Small Business Tax Q&A: May ’18
New tax break for going solo
Q. Does the new deduction for pass-through entities also apply to self-employed individuals? J.M.J., Mansfield, Ohio
A. Yes. This deduction is available to sole proprietors as well as individuals who own interests in pass-through entities like S corporations, partnerships and limited liability companies (LLCs). But the new deduction, which takes effect in 2018, is causing a great deal of confusion. Generally, you’re entitled to a maximum deduction of 20% of qualified business income (QBI), but it’s reduced if your income exceeds certain thresholds. It also depends on whether you’re in a personal service business (e.g., medicine or law). These taxpayers may get no deduction above the stated income levels.
Tip: The IRS is expected to issue more guidance in the near future.
A house sale divided still stands
Q. Can you still claim the home sale exclusion if you’re paid in a few installments? S.H, Newport, R.I.
A. Yes. To qualify for the home sale exclusion, however, you still must have owned and used the home as your principal residence for at least two of the previous five tax years. The maximum exclusion is $250,000 for single filers and $500,000 for joint filers. Any excess is taxable at capital gains rates. With an installment sale, the applicable portion of the excess gain is taxed in the years when payments are received.
Tip: Payments qualify for installment sale treatment only if received over two tax years or more. If it suits your needs, you can “elect out” of installment sale treatment.
Do the math on Social Security
Q. I’m turning 66 in October and still working full-time. Should I claim Social Security benefits now? K.C., Santa Rosa, Calif.

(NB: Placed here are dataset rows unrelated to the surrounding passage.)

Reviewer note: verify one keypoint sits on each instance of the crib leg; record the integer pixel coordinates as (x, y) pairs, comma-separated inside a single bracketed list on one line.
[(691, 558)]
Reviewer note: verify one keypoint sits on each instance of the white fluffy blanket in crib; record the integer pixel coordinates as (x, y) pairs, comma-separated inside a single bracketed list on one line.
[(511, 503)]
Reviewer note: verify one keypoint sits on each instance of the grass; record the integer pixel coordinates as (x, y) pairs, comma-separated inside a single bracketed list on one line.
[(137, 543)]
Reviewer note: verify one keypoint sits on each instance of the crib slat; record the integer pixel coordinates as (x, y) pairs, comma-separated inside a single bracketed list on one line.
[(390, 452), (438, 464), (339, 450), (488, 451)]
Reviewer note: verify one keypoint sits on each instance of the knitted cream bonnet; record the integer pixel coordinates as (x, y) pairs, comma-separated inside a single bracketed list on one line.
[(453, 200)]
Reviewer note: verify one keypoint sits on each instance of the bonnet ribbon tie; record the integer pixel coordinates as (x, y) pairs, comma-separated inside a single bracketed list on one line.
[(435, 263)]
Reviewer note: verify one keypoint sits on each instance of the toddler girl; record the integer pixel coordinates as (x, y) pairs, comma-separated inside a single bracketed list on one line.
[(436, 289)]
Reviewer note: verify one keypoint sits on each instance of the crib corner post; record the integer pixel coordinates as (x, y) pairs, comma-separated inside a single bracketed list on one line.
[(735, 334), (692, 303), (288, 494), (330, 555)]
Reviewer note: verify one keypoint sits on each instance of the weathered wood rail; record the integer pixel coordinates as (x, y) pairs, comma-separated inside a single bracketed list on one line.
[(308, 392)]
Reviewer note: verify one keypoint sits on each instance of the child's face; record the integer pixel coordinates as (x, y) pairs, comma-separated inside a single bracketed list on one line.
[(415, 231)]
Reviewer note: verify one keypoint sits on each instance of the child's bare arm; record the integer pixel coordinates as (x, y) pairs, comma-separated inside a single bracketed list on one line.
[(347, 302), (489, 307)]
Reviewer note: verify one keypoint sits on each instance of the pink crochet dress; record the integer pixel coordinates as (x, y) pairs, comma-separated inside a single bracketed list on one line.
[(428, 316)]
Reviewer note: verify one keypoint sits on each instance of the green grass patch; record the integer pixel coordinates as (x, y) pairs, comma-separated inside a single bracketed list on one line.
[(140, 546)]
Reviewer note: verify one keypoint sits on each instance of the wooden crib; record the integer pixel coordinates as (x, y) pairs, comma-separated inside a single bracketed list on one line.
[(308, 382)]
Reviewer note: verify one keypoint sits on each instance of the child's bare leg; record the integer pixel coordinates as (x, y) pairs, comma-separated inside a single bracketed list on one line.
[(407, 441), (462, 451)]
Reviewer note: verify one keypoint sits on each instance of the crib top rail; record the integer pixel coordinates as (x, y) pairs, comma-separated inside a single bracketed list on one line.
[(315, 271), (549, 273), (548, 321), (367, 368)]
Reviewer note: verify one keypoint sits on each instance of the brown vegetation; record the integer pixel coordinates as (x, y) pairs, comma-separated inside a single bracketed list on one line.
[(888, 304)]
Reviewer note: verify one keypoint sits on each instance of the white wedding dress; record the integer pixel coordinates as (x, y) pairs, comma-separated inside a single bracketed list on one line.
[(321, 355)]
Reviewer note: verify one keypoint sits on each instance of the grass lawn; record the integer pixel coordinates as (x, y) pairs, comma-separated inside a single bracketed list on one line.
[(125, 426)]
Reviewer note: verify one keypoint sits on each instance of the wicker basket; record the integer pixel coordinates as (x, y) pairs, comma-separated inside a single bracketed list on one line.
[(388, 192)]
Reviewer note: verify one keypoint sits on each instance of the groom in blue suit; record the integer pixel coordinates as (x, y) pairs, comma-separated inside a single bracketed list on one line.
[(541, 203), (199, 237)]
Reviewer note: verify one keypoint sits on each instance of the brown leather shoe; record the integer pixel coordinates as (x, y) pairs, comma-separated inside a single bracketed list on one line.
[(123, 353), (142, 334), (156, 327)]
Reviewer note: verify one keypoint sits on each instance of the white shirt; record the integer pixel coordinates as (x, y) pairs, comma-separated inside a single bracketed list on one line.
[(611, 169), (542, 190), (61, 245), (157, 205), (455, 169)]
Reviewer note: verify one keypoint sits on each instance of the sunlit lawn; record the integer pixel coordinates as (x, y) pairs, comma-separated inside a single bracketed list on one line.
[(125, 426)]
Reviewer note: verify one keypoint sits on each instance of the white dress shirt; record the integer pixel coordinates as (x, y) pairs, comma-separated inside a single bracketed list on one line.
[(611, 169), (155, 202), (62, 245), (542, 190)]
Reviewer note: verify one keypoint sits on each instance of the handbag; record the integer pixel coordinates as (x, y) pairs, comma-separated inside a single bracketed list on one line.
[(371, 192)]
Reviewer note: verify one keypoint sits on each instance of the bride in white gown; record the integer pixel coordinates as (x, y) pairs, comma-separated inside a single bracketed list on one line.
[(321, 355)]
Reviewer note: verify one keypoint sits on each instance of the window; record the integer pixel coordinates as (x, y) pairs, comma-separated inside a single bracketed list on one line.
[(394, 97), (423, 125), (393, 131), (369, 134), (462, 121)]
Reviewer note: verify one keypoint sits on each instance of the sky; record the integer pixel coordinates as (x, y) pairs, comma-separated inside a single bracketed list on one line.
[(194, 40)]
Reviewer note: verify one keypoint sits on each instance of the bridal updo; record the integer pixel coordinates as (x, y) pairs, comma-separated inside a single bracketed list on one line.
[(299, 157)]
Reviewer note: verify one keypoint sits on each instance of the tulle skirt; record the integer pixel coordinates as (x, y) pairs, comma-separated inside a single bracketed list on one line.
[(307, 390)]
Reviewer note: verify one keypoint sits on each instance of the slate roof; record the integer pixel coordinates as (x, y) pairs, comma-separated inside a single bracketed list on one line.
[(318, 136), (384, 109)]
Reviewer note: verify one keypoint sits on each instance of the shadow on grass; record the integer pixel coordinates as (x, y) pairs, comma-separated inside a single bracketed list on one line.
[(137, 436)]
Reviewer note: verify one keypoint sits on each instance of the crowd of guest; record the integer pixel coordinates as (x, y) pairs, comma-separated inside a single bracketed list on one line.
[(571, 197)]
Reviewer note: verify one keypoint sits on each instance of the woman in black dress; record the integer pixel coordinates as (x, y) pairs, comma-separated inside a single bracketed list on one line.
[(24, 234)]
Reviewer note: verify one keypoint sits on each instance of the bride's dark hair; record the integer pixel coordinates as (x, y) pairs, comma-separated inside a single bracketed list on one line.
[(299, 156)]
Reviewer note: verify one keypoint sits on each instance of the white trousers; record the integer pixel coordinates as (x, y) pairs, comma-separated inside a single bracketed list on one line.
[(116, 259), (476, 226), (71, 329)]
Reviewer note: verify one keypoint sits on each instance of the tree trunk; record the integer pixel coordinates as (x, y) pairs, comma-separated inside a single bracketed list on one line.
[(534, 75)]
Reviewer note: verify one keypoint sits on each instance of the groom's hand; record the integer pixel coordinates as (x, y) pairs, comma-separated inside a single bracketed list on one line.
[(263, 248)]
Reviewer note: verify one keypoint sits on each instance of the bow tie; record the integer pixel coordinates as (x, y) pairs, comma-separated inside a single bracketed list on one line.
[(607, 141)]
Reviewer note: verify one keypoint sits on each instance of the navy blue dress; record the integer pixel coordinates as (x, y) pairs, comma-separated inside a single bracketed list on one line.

A. Probably not until you reach full retirement age (FRA) of 66. Under the “earnings test,” you will have to forfeit $1 of benefits for every $3 earned if your annual earnings before FRA exceed a specified limit. This limit, which is indexed annually, is $45,360 in 2018. But once you pass your 66th birthday, you’re out of danger. Caveat: A portion of the Social Security benefits received is still subject to tax above relatively low income thresholds. Factor this into your financial planning.
Tip: Don’t make any assumptions. Crunch all the numbers for your situation.
Charity may begin at work
Q. I have an S corporation. Can I benefit from a pass-through of charitable donations? M.A., Pittsburgh
A. Yes. With an S corp, income and deductions are passed through to shareholders. Thus, assuming all the other requirements for charitable deductions are met, you can benefit from donations made by your S corporation to a qualified charity. However the TCJA changes things for many taxpayers who have in the past claimed itemized deductions, including those for charitable donations, but will now claim the bigger standard deductions established by the new law. This consideration affects charitable deductions passed through to you from your S corp.
Tip: The standard deduction for 2018 is $12,000 for single filers and $24,000 for joint filers.